Senator Batters: You made a comment, but you made it sound like you didn't think they should have a free vote on it. Is that your personal opinion?

Dr. Painvin: No. But I think that if there is a free vote, there is always a risk, especially on those issues, and the more restrictive the bill is, the more likelihood it will pass; the more open the bill, the more likely a problem will be raised. That's my point.

Senator Batters: But do you think that members of Parliament should have a free vote on an issue so fundamental to conscience as life and death?

Dr. Painvin: Absolutely. Personally, yes, but this is not necessarily the position of DWD. This is my personal opinion.

Senator Batters: So Dying With Dignity Canada doesn't think they should have a free vote?

Dr. Painvin: No, this is my own opinion.

Senator Batters: But you're also here representing Dying With Dignity Canada. Do they think that MPs should have a free vote or not?

Dr. Painvin: Yes.

Senator Batters: They do think that. Okay. Thank you.

 [Translation]

Senator Boisvenu: Ms. Simard, thank you so much for sharing with us your very painful experience of losing your mother. People who come to see us often wonder how a “committee of the wise” such as ours can deal with testimony such as yours. Speaking for myself, and for a number of my colleagues, I am very sensitive to the fact that this bill addresses the dying first and foremost; it does not address the loved ones, the victims, those suffering from illnesses that are incurable, but not necessarily terminal in the short term.

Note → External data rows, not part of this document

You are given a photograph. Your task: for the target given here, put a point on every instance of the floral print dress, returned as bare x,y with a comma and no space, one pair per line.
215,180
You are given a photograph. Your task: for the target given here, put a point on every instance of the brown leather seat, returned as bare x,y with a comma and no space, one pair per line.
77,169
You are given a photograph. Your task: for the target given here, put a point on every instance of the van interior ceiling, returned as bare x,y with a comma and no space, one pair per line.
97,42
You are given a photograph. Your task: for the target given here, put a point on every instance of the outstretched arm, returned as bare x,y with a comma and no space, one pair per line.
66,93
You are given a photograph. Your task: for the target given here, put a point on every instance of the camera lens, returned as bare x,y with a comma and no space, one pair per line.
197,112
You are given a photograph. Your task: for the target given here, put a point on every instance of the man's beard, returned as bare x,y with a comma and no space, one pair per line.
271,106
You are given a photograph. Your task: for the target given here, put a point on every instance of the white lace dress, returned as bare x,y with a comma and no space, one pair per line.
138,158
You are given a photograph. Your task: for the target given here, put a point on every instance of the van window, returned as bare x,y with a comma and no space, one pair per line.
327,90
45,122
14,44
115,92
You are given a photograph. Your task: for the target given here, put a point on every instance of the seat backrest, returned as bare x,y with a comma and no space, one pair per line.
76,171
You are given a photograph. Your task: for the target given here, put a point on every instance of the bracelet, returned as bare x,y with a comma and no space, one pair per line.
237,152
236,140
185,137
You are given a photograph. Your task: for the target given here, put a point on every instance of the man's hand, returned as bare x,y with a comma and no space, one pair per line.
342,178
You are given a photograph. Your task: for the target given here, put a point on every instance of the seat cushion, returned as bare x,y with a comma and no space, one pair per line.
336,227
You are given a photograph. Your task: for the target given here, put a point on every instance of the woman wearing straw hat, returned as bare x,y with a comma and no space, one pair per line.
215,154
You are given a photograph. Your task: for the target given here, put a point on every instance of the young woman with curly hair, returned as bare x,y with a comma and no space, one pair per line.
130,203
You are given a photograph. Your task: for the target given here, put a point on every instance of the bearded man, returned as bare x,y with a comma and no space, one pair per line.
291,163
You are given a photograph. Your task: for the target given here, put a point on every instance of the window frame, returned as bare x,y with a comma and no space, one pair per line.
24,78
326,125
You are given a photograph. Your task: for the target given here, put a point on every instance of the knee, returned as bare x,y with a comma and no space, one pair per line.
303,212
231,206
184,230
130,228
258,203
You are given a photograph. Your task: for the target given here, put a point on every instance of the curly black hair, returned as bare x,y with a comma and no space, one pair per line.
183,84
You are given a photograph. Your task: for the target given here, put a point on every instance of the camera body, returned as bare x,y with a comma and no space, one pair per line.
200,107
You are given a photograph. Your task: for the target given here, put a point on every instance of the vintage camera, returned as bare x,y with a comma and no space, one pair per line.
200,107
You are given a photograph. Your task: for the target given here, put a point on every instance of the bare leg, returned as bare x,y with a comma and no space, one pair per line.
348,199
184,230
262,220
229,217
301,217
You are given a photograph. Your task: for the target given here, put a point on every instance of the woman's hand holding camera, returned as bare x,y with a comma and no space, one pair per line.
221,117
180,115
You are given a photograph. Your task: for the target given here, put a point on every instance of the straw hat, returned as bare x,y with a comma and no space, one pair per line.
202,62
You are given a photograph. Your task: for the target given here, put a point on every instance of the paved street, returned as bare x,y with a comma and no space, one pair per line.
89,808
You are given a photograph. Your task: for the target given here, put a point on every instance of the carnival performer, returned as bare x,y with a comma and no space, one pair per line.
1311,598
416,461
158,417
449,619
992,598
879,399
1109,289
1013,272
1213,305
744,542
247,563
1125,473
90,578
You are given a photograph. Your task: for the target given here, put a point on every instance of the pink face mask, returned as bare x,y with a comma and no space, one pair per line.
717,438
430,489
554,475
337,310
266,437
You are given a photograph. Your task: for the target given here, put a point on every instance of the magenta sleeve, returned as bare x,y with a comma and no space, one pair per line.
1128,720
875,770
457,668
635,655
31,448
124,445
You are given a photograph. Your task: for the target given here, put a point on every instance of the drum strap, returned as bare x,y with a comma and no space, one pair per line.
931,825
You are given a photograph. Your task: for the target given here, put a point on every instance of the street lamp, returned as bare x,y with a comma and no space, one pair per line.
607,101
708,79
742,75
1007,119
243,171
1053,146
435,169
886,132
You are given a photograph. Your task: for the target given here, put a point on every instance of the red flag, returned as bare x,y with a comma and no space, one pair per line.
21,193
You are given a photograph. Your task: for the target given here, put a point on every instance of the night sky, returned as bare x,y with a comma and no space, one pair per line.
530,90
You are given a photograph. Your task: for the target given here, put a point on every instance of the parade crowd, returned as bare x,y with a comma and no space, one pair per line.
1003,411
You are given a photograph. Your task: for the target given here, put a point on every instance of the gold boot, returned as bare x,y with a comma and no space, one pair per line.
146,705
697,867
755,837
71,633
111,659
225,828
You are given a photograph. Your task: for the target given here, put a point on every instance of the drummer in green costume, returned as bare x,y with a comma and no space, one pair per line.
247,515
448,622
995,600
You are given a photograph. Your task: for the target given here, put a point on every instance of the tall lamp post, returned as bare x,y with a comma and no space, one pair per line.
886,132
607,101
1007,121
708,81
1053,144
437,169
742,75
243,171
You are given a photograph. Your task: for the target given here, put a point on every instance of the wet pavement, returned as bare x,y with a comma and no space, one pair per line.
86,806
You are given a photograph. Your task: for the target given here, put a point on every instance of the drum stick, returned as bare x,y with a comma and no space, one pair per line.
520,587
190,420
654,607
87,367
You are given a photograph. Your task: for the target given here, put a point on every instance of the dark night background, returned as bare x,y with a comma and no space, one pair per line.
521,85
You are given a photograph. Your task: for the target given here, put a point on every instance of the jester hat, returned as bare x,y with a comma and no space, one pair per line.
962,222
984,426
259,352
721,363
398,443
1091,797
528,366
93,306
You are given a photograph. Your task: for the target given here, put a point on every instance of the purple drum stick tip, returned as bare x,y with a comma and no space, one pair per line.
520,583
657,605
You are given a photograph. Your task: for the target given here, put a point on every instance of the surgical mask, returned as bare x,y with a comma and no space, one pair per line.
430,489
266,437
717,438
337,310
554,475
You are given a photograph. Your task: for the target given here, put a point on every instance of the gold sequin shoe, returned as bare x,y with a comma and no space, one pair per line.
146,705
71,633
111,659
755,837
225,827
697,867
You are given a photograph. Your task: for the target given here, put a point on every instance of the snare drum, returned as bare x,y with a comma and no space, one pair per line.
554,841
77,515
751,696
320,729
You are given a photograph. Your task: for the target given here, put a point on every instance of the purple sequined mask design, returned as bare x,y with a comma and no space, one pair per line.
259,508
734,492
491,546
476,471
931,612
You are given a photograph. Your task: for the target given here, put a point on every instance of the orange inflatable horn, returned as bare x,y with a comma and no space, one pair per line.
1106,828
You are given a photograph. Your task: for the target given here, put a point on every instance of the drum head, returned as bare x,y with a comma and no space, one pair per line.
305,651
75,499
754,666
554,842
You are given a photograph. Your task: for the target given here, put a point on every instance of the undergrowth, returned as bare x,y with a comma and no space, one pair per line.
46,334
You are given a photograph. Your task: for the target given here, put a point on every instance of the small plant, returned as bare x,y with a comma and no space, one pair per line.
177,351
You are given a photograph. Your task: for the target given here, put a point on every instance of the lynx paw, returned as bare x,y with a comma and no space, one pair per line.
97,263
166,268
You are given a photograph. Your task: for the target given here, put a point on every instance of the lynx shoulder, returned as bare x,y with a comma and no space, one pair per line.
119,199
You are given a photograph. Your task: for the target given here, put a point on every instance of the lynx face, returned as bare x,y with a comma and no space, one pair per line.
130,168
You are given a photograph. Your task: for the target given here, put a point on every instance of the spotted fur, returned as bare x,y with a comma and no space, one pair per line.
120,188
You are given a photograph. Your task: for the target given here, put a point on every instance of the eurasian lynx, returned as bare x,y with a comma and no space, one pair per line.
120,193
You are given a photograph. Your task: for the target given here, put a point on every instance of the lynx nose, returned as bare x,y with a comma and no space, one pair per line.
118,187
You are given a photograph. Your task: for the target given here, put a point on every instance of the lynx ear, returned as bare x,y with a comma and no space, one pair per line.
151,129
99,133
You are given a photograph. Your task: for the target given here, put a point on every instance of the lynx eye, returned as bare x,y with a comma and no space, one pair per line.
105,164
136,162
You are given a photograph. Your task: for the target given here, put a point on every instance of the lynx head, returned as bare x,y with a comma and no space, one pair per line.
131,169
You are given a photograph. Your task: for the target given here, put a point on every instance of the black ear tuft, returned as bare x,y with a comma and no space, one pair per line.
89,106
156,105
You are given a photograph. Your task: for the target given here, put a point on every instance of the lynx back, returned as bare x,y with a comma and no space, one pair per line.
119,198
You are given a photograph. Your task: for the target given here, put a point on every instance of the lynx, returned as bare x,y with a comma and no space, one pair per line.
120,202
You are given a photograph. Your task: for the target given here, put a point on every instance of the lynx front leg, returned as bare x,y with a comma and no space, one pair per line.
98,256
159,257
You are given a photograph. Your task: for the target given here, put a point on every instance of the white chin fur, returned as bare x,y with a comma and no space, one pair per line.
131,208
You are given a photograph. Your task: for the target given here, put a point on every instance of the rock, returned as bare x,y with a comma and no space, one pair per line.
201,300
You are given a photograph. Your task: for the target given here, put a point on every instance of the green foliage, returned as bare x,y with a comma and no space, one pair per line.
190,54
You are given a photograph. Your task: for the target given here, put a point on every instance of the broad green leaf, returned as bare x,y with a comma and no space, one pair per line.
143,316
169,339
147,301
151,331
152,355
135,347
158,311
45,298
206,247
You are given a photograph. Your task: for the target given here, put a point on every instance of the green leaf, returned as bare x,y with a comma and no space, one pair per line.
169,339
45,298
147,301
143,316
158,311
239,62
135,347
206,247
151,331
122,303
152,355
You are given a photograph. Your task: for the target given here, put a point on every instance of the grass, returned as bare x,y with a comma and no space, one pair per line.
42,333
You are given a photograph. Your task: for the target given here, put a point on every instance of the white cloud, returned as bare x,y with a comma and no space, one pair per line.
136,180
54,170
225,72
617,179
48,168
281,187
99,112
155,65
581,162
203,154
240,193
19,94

Rest assured that your message was heard loud and clear, that we are very sensitive to the issue, and that we have gained a lot from listening to you. You can leave with some peace of mind; we have heard you, and I am sure that we will consider your testimony in our discussion. We hope that our discussion will be primarily focused on your needs, as much as possible. Thank you very much.

Ms. Simard: Thank you.

Senator Pratte: Ms. Simard, thank you for appearing before us today. I would like to ask you a question, but if you think it’s too personal, do not let it cause you discomfort. I was intrigued by the fact that you described your mother as being very spiritual.

When I was young, we had religion classes. The religion that we were taught, and several other religions, considered that the idea of taking one’s life, of suicide, was quite wrong, and the idea of suffering was well regarded. I do not know what your mother’s religion or spiritual path was, but how did she reconcile her spirituality with the idea of dying?

Ms. Simard: That is a good question. Perhaps I could answer by saying that she believed in something greater than her. She was not self-centred or selfish. She believed that at some point our mission on earth might indeed come to an end, especially when our body is making us suffer and is telling us that it is over.

I think her spirituality actually made her see that perhaps it was time for her to put an end to it all. She was not afraid to die; on the contrary, she saw death as salvation. For her, dying meant the suffering would end. I think death scares many of us, but it did not scare her.

So that bolstered her arguments; in other words, when you are dealing with a woman who is absolutely not afraid to die, who has put her affairs in order, whose entire family is aware of her decision, and whose entire family supports her, it is that much more difficult to accept that there was no solution for her other than to starve herself to death.

 [English]

The Chair: Witnesses, thank you all for being with us today and for contributing to our consideration of this important legislation. We very much appreciate it.